I don’t know if you have ever felt that way but it has been driving me a little crazy. I guess I have some idea but the journey to get there seems so overwhelming or impossible.
Getting to the point of this post. With all this going on in the background and my struggles at times consuming my thoughts, we hopped on a plane to Malta.
We had just boarded the plane and sat down. We were awaiting the ok to head out to the runway, and as that came through the plane started to go backwards away from the airport to then be able to go forwards towards the runway. As we were going backwards my 4 year old asked my husband “Daddy, why are we going backwards?” and at this point my husband replied with “the plane has to go backwards in order to go forwards….It has to do that so we don’t hit the airport”.
And just like that a light bulb went off in my head.
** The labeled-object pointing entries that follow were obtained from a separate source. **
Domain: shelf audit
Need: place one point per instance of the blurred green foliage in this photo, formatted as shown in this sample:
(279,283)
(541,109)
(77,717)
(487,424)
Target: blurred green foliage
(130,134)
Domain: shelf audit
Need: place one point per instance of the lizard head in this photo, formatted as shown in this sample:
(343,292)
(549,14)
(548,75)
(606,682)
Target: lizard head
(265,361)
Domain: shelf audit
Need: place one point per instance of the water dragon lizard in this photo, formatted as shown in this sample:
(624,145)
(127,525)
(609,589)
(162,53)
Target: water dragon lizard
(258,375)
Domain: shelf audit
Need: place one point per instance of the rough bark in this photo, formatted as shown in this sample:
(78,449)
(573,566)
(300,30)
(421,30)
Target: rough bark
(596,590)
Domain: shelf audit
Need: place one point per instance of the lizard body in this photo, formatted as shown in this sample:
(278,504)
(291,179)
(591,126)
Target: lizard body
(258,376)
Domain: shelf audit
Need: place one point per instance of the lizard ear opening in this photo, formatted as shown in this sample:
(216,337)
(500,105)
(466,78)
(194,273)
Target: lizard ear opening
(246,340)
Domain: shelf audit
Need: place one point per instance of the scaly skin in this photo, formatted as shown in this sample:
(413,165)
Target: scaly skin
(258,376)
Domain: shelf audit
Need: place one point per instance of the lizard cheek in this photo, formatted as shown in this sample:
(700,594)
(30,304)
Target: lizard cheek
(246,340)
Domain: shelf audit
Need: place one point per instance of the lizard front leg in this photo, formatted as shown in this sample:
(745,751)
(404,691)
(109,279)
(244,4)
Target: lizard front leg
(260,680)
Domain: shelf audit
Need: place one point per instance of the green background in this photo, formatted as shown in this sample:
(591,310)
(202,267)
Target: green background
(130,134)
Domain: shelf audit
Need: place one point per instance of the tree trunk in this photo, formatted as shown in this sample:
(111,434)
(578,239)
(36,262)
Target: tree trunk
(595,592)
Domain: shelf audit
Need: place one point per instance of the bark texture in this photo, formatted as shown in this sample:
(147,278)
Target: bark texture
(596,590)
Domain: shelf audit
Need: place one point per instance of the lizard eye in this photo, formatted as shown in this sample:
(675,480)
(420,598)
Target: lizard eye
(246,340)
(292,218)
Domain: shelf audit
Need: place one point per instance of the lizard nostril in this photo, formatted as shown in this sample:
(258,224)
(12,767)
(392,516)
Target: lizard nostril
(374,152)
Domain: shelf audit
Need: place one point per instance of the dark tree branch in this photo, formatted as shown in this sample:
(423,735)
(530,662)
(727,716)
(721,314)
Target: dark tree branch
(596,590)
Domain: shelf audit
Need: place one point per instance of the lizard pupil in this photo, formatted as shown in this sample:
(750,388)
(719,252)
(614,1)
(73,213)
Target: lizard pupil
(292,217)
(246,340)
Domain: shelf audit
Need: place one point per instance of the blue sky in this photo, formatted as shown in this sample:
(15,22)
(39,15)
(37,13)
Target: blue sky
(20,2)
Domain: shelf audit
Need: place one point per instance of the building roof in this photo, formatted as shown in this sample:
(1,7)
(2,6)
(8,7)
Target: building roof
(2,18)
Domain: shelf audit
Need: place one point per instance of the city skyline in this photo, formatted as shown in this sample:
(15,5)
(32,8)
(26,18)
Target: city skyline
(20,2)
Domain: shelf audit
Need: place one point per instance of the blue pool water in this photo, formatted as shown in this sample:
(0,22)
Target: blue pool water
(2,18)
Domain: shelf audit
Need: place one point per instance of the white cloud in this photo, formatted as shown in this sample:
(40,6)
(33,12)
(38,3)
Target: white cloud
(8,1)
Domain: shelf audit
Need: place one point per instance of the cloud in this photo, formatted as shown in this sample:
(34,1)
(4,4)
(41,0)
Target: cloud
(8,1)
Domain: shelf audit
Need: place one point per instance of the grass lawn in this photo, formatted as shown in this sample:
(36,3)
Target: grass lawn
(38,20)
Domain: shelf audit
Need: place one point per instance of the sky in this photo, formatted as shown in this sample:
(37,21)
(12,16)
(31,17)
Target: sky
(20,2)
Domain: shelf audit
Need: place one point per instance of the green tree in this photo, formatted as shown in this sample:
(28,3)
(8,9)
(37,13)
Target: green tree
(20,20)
Sometimes in life we feel like we are going backwards, that we are sinking, that we aren’t making progress. But in fact, we need to go backwards so that we can go forwards, and do so safely. It doesn’t mean we are failing or not making progress, in actual fact we need to go backwards before we can go forwards, other wise we might hit something.
I still have a long way to go on my journey, but I now believe that I need to go backwards for a while and focus on some of things that have led me to where I am. To peel back those layers a little so that my future is not weighed down by my past and insecurities. So that when I go forwards I won’t hit a road block but will head straight for a clear runway and ultimately the skies.